Action items (all completed):

#	Action	Owner	Document affected	Status
1	Add clinical studies reference section to IFU	Taig	ifu.pdf (eu-ifu-mdr)	Done
2	Add clinical benefit glossary/legend table to IFU	Taig	clinical-benefits-and-performance-claims.mdx	Done
3	Add clarifying text on distributional output and study context	Taig	clinical-benefits-and-performance-claims.mdx	Done
4	Add study-to-benefit cross-reference table to IFU	Taig	clinical-validation-studies.mdx	Done
5	Fix "study population" wording: device function vs clinical benefit	Taig	clinical-benefits-and-performance-claims.mdx	Done
6	Update es/pt localisations with new IFU sections	Taig	i18n clinical-benefits-and-performance-claims	Done
7	Write response to BSI addressing all four GSPR clauses	Taig	response.mdx	Done

Open items for clinical review round

The following issues are not part of this non-conformity but are flagged proactively because they will likely be raised by BSI during the clinical review. See fyi/question-for-jordi.mdx for full details and options.

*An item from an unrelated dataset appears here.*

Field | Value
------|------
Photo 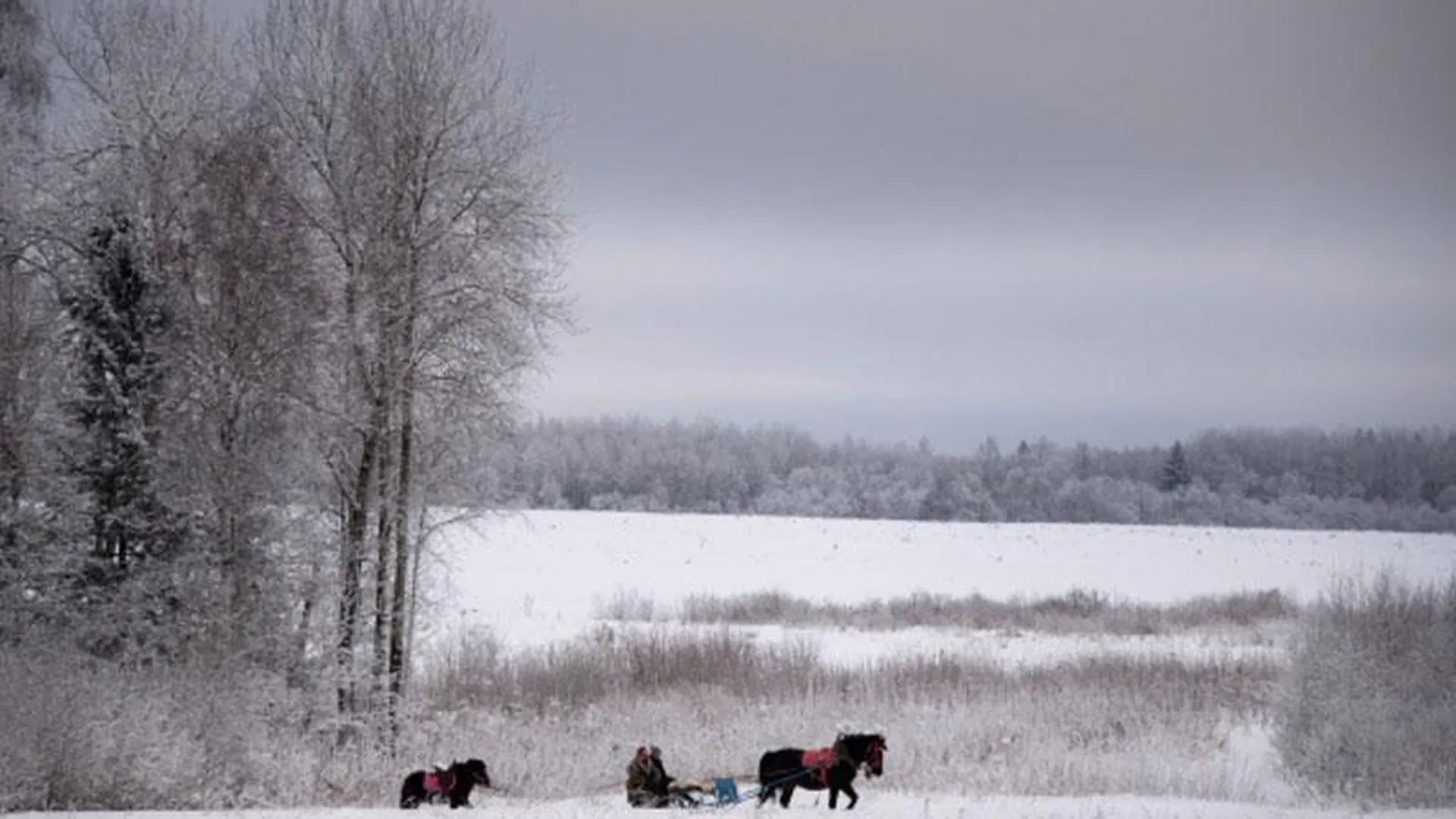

1. MC_EVCDAO_2019 (Legacy Device): The IFU bibliography includes a study conducted with the predecessor device ("Legit.Health Legacy Device"). No bridging note or equivalence determination is visible in the IFU. A clinical reviewer will ask why evidence from a different device version is cited. Decision pending (Jordi).

2. AIHS4 2025 (n=2): The IFU bibliography includes a study with a sample size of 2 participants alongside properly powered studies (n=29–204). This undermines the credibility of the evidence package. Decision pending (Jordi).